Dejé de ser hincha del América, mi gran pasión futbolística de infancia y adolescencia, desencantada y con el corazón roto por el rol oscuro del narcotráfico en el juego que para mí era sagrado y limpio.

15 de diciembre de 2019 Por: Paola Guevara

Dejé de ser hincha del América, mi gran pasión futbolística de infancia y adolescencia, desencantada y con el corazón roto por el rol oscuro del narcotráfico en el juego que para mí era sagrado y limpio.

Me alejé no solo del América y los Diablos Rojos sino de cualquier tipo de sentimiento de hinchada, pues concluí que no entregaría el poder sobre mi tristeza o alegría a un juego movido por tentáculos e intereses capaces de distorsionar resultados, títulos, vidas.

La muerte de Andrés Escobar terminó por ratificar esta idea del fútbol colombiano como escenario y eco de las peores tragedias nacionales.

Sin embargo, tras 30 años lejos del América y lejos de un estadio de fútbol, volví al Pascual Guerrero para ver lo que se quedó con ganas de presenciar la niña que fui a los 8 años, a los 12 años. Para ver a ese equipo, que yo idolatraba, renacer.

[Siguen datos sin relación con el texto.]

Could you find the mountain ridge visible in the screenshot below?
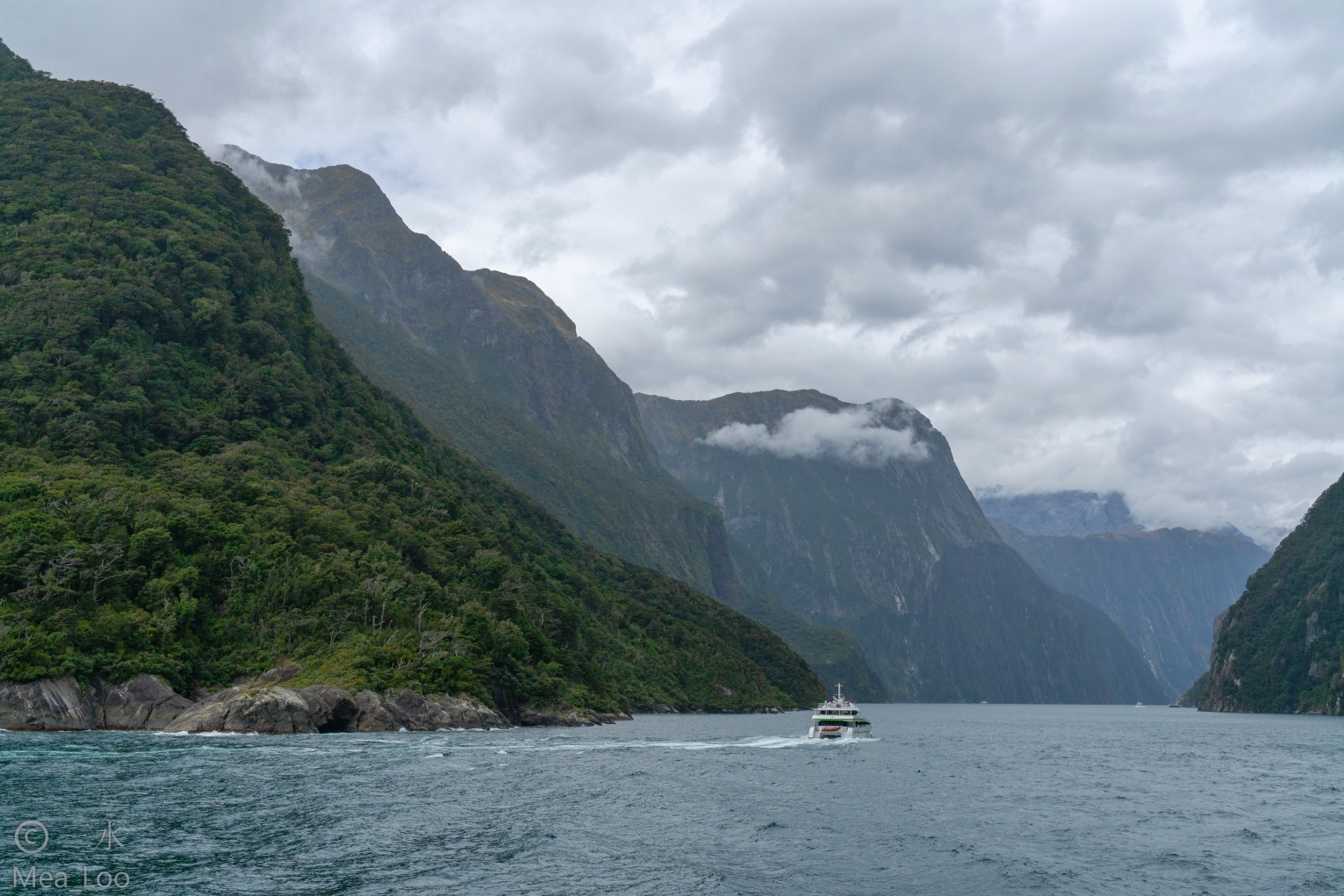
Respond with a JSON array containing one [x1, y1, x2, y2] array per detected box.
[[222, 147, 886, 700], [989, 519, 1269, 700], [0, 45, 821, 714], [636, 390, 1161, 703]]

América que sale del limbo de las redes oscuras, que tras cinco años sale de la B, y contra todo pronóstico disputa y gana el título nacional, es una metáfora de Cali, de Colombia, y de la vida misma.

No soy yo quien se alegra, sino la lejana veta de hincha que quedó sin morir en el fondo de mi corazón americano. Una hincha que, 30 años después, se reconcilia con el juego.

Y mientras el humo rojo llenaba los pulmones y las arengas aturdían los sentidos. Y mientras se inflaban las redes locales y se desinflaban los sueños del justo rival, yo rendía culto silencioso a ellos, a los otros, a los verdaderos hinchas.

Los que se quedan, a pesar de todo. Los que lloran el descenso a los infiernos y son benevolentes con lo inconcebible. Forjados en la paciencia, a prueba de desencanto. Los que tienen en los brazos alzados la terquedad de las olas, y retornan, retornan, contra toda evidencia, a la religión de la espera.

Los que comprenden la metáfora de la victoria y la derrota, expresada en una cancha, y sin falsas superioridades intelectuales se conectan con almas pares, para ser todos parte del mismo caldo de cultivo de las lágrimas.

A ellos, los hinchas sufridos, los de humildad probada en el fuego, los que por estandarte tienen tridente, los que llevan diablos y estrellas en lugar de corazones tatuados en la piel.

A ellos, los justos victoriosos que celebraron en una caldera de paz, solo queda recordarles que la historia la cambian los que se quedan. Que los umbrales los sostienen los que persisten.

Este es el fin del karma. Pagadas las deudas, purificado el infierno, nace una nueva historia escrita en letras rojas. Tinta. Sangre. Tribuna palpitante. Que grita América. América. América.